I would also encourage you to talk with her school counselor to see if there are any children who have a similar circumstance and do they meet in a group to help discuss their feelings.
Children can be very resilient and I have learned over the years that even if a parent chooses not to tell them about a difficult situation, they usually suspect or find out. By telling her first you control much of the situation and can allay her fears. Communicating to her can be very helpful.
Good luck and we hope that you are successful with finding employment soon. I have added some websites below that MAY be of help to you.
Louise Masin Sattler, Nationally Certified School Psychologist
Owner of Signing Families
Host of Learning and Laughter with Louise on Toginet.com
CR'sMom - the member who asked this question - selected this as the best answer posted by another Education.com member.
from a fellow member
If you lose your job her world will not fall apart. But if you tell her she will worry about everything. You have to keep her safe from everything that is a lot I know but that also means not giving her anything els to worry about. Her worry world is big enough with out having grownup stuff to stress about to. You will be fine with out a job there are a lot of places out there to help you out. FIA you can git food stamps to help feed her, it may not be what you want but the best thing you can do for both of you is just git ready. You can git work mans comp. It is places to got to help pay your rent too. She is going to be just fine if you calm down and think 1st then do what ever you have to do for her.

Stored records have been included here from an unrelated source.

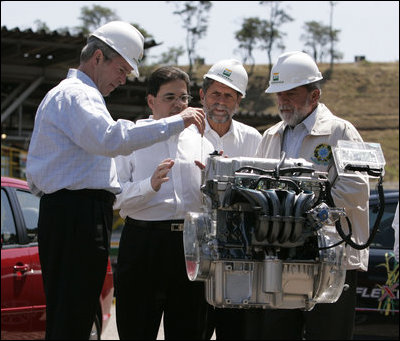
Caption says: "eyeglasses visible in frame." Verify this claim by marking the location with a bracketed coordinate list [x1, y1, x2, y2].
[162, 95, 193, 103]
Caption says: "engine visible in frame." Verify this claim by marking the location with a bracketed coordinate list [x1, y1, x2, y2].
[183, 141, 386, 310]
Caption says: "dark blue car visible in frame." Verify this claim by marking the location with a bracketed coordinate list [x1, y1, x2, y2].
[355, 190, 399, 340]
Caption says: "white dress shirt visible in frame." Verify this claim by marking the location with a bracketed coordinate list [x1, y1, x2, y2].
[26, 69, 184, 195]
[114, 120, 214, 220]
[204, 120, 262, 157]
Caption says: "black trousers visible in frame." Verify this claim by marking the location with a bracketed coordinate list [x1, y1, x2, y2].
[244, 270, 357, 340]
[38, 190, 115, 340]
[115, 222, 208, 340]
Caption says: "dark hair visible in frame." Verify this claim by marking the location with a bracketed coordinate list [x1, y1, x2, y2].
[80, 36, 120, 62]
[146, 66, 190, 96]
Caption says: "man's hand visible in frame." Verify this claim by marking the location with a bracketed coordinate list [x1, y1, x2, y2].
[179, 107, 206, 135]
[151, 159, 175, 192]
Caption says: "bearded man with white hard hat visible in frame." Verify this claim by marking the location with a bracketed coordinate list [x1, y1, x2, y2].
[26, 21, 204, 340]
[200, 59, 261, 157]
[200, 59, 261, 340]
[246, 51, 369, 340]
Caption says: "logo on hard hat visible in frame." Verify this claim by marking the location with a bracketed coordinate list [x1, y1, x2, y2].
[222, 69, 232, 77]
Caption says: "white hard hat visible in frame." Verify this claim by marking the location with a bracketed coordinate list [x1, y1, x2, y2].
[265, 51, 322, 93]
[203, 59, 248, 97]
[90, 21, 144, 79]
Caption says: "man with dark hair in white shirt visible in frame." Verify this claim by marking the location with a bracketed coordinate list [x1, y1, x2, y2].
[114, 67, 214, 340]
[26, 21, 204, 340]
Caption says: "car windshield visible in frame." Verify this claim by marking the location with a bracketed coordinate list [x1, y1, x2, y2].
[369, 195, 397, 250]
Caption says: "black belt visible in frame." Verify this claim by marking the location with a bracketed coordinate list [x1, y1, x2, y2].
[125, 217, 184, 232]
[45, 188, 115, 204]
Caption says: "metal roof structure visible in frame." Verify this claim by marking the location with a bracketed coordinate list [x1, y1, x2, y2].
[1, 26, 275, 149]
[1, 26, 159, 149]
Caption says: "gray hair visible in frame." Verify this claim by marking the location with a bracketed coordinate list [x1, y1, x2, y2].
[80, 36, 119, 62]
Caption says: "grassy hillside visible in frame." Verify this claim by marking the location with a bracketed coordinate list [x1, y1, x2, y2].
[205, 62, 399, 188]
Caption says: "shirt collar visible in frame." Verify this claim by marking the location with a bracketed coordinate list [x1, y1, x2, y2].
[204, 117, 236, 136]
[67, 69, 98, 90]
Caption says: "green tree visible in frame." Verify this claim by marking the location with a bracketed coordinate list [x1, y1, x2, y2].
[167, 1, 212, 78]
[33, 19, 50, 33]
[77, 5, 119, 35]
[300, 21, 330, 62]
[158, 46, 185, 65]
[235, 17, 261, 74]
[329, 1, 343, 71]
[260, 1, 294, 73]
[300, 21, 342, 62]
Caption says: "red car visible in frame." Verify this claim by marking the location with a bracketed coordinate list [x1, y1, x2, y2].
[1, 177, 114, 340]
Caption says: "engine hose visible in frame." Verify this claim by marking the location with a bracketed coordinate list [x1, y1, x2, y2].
[274, 151, 286, 179]
[278, 190, 296, 243]
[261, 189, 282, 243]
[235, 187, 270, 242]
[327, 175, 385, 250]
[289, 191, 314, 242]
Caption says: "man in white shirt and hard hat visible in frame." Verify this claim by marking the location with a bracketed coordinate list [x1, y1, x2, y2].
[26, 21, 204, 340]
[200, 59, 261, 340]
[246, 51, 369, 340]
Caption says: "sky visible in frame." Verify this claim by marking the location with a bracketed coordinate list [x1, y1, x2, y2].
[1, 1, 399, 65]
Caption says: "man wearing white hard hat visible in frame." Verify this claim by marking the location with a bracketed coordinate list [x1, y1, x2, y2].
[26, 21, 204, 340]
[200, 59, 261, 340]
[200, 59, 261, 157]
[250, 51, 369, 340]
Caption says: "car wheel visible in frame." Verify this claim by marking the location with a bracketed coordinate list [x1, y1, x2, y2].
[89, 314, 101, 340]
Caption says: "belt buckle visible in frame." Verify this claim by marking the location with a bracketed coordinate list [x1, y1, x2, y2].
[171, 224, 183, 232]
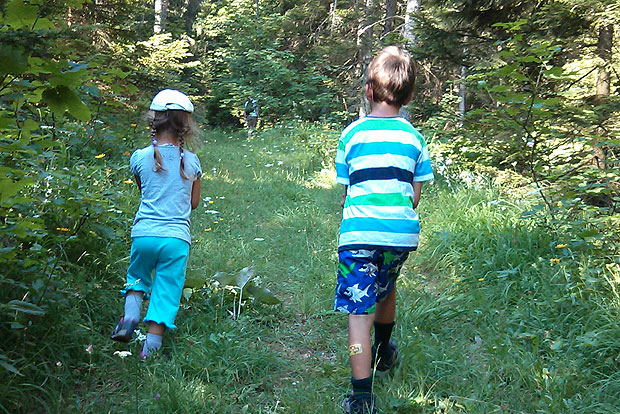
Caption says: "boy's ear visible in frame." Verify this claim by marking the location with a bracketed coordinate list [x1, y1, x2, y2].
[365, 84, 374, 102]
[403, 91, 413, 106]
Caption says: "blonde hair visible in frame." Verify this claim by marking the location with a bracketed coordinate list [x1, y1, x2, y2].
[366, 46, 415, 106]
[147, 109, 199, 180]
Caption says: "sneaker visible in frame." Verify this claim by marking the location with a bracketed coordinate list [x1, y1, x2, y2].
[371, 341, 398, 372]
[110, 318, 139, 342]
[340, 395, 377, 414]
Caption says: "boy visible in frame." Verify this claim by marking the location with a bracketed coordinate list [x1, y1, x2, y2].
[334, 46, 433, 414]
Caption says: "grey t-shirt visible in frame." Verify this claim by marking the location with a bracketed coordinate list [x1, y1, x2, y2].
[129, 144, 202, 244]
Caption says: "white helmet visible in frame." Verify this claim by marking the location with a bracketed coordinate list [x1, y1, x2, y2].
[149, 89, 194, 112]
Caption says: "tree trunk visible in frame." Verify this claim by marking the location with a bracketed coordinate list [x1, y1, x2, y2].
[329, 0, 338, 34]
[383, 0, 396, 37]
[593, 24, 614, 169]
[357, 0, 375, 118]
[398, 0, 422, 119]
[153, 0, 168, 34]
[596, 23, 614, 99]
[183, 0, 202, 36]
[403, 0, 422, 48]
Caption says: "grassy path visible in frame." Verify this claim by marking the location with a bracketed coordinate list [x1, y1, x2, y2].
[180, 129, 348, 413]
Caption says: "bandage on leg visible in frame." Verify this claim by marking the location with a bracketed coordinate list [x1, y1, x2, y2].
[349, 344, 362, 356]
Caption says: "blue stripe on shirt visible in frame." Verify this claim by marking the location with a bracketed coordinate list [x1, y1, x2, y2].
[340, 217, 420, 234]
[346, 142, 420, 163]
[349, 167, 413, 185]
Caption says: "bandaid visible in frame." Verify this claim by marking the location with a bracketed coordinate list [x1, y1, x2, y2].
[349, 344, 362, 356]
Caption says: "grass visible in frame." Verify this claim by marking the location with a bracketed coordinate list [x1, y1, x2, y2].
[0, 127, 620, 413]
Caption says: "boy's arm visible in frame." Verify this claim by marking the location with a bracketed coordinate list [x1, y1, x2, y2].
[413, 181, 424, 208]
[340, 185, 349, 208]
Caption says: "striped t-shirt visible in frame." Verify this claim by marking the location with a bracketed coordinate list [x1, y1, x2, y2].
[336, 116, 433, 250]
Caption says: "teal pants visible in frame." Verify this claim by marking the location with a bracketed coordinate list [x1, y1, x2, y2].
[121, 237, 189, 329]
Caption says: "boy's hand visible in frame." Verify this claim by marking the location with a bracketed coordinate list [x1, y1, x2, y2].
[340, 185, 349, 208]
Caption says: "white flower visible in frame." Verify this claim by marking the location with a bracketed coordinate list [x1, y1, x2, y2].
[114, 351, 131, 359]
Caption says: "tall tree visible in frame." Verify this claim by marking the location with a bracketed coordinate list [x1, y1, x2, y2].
[383, 0, 396, 37]
[398, 0, 422, 119]
[596, 23, 614, 97]
[153, 0, 168, 34]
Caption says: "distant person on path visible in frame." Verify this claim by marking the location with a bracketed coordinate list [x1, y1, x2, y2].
[244, 98, 258, 135]
[110, 89, 202, 358]
[334, 46, 433, 414]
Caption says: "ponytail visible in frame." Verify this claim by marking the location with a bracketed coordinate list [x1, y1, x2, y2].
[149, 120, 164, 172]
[179, 134, 189, 180]
[147, 109, 197, 181]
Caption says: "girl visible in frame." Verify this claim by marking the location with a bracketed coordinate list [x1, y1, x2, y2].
[110, 89, 202, 358]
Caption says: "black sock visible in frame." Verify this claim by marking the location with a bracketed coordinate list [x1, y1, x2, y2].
[375, 322, 394, 356]
[351, 377, 372, 400]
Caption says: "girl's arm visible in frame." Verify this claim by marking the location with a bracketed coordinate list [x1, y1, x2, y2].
[413, 181, 422, 208]
[192, 178, 200, 210]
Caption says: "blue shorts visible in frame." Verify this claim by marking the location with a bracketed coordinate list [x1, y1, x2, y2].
[121, 236, 189, 329]
[334, 248, 409, 315]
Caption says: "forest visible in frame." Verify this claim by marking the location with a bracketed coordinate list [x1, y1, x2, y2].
[0, 0, 620, 414]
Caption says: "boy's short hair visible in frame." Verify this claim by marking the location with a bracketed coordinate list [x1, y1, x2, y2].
[366, 46, 415, 106]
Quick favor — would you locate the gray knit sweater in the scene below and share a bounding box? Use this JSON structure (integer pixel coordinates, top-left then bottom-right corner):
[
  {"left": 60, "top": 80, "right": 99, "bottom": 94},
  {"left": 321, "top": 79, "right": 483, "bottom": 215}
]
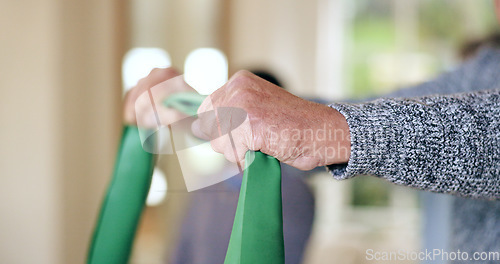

First of all, even though the situation is a scary one to be in- you sound like a strong enough women to be able to choose another way to feel about it- and your daughter will admire you when she sees how you cope. You are her hero! No matter what, and there is no greater time to show her how a hero responds when life throws challenges. This could be the most memorable lesson of her life- and one day she may attribute her success to how she watched you rise above in the face of adversity. Tell her now, and tell her about the new journey you will both be going on TOGETHER!
You will figure it out. I can already tell by the strength you have in your post. You won't rest until you do- because you are a mom, and that is what moms do. Parents everywhere are being thrust into this situation and once they realize they now have an opportunity to become their own boss (something they never would have taken the risk for unless they had lost their jobs) they all say they will never go back. We are all learning that the only true financial stability is the one we create for ourselves. Corporate jobs only masked their loyalty to their employees.
This will be a huge learning experience for both you and your daughter. Expect a big storm while the slate is being washed clean- and then- when you least expect it...a rainbow will appear. IT ALWAYS DOES. Mom and daughter taking on the world together. I think its a magical time for both of you, and in another year you may see this cross roads of a time as the greatest gift of your life.
As an enthusiast for self-employed parents, and a visionary for what parents can achieve by working together, I am rooting for you!!
My Mom is going to loose her job, and as soon as she suspected the danger with her job, she told me. My dad is in his early fifties and is having difficulty doing his job. So as a compramise, my parents got me an early birthday present, but Christmas will be very skanty. I also know that I will not be getting my name-brand clothes for awhile. But, as long as theres food on the table, a roof over our heads, and clothes on our backs, I have no worry. Tell your daughter, but explain to her that things won't be that bad. Trust me, she won't worry if you tell her, and explain things, Hope this helps!!!